Background: Dysregulated stress neurocircuits, caused by genetic and/or environmental
changes, underlie the development of many neuropsychiatric disorders. Corticotropin-releasing factor
(CRF) is the major physiological activator of the hypothalamic-pituitary-adrenal (HPA) axis and consequently
a primary regulator of the mammalian stress response. Together with its three family members,
urocortins (UCNs) 1, 2, and 3, CRF integrates the neuroendocrine, autonomic, metabolic and behavioral
responses to stress by activating its cognate receptors CRFR1 and CRFR2.
Objective: Here we review the past and current state of the CRF/CRFR field, ranging from pharmacological
studies to genetic mouse models and virus-mediated manipulations.
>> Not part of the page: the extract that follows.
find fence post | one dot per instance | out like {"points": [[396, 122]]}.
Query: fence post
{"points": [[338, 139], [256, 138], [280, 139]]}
Results: Although it is well established that CRF/CRFR1 signaling mediates aversive responses, including
anxiety and depression-like behaviors, a number of recent studies have challenged this viewpoint by
revealing anxiolytic and appetitive properties of specific CRF/CRFR1 circuits. In contrast, the
UCN/CRFR2 system is less well understood and may possibly also exert divergent functions on physiology
and behavior depending on the brain region, underlying circuit, and/or experienced stress conditions.
Conclusion: A plethora of available genetic tools, including conventional and conditional mouse mutants
targeting CRF system components, has greatly advanced our understanding about the endogenous
mechanisms underlying HPA system regulation and CRF/UCN-related neuronal circuits involved in
stress-related behaviors. Yet, the detailed pathways and molecular mechanisms by which the
CRF/UCN-system translates negative or positive stimuli into the final, integrated biological response are
not completely understood. The utilization of future complementary methodologies, such as cell-type
specific Cre-driver lines, viral and optogenetic tools will help to further dissect the function of genetically
defined CRF/UCN neurocircuits in the context of adaptive and maladaptive stress responses.